The man who has shot critically acclaimed feature films such as “Jaya Ganga” and “One Dollar Curry” was here to announce the new project and firm up plans to shoot in India, France, Austria and Belgium. “Everybody remembers India’s freedom struggle but few recall the contribution of our soldiers in the Great War,” says Vijay Singh. The film shows the tragicomic situations that the French and the British faced while feeding Indian soldiers as per their religious beliefs; and the hospitality of the French hostesses that won hearts of Indian soldiers during their convalescence in French barns.

With help from the French government and embassy, Vijay has gathered testimonies from the archives and the descendents in France, India, Belgium and Britain of brave soldiers of which 10,000 didn’t return home.

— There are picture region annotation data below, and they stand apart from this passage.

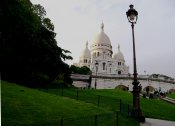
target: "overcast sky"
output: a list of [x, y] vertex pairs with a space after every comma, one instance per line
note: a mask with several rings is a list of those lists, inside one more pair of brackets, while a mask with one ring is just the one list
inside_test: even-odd
[[100, 31], [111, 40], [113, 52], [117, 45], [133, 73], [131, 25], [126, 18], [129, 5], [138, 11], [135, 25], [137, 69], [139, 74], [164, 74], [175, 78], [175, 0], [31, 0], [41, 4], [55, 26], [58, 46], [72, 52], [69, 65]]

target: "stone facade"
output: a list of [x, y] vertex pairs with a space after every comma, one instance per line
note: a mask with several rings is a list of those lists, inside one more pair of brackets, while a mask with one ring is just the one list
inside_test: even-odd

There are accounts of the soldiers who fell in love with French women and had children with them.The film features a woman, 71, whose grandfather was Indian. Part of it is shot in Chamba nagar panchayat in Tehri region of Uttarakhand, where Gabbar Singh Negi Mela, dedicated to a war hero, is still held every April 21 for the past 94 years with assistance from Chatwal Regiment.


There, people recount that the French were spellbound when they saw the Sikh soldiers combing their long hair or tying their turbans and having a bath between two trains; or even the khaki shorts they donned.

“What astonished the French was the huge cavalry and cattle that the Indian regiment had arrived with,” says Vijay. The film will include a high-profile war-centenary ceremony in 2015 at Neuve Chapelle, a battle memorial dedicated to the Indian soldiers in France.


The soldiers wrote their experiences in nearly 600 letters while in hospitals, the record of which is kept in the Haryana Academy of Art and Culture, to which soldiers would send a rupee each month for the education of students.

For 3 years, Vijay researched on the subject of his multilingual film produced by France TV. Vijay has used photographs, portraits, war songs, sound recordings, and interviews with the solders’ descendants to stitch the narrative. “It is a remarkable example of what India and France can do together,” said a French embassy official.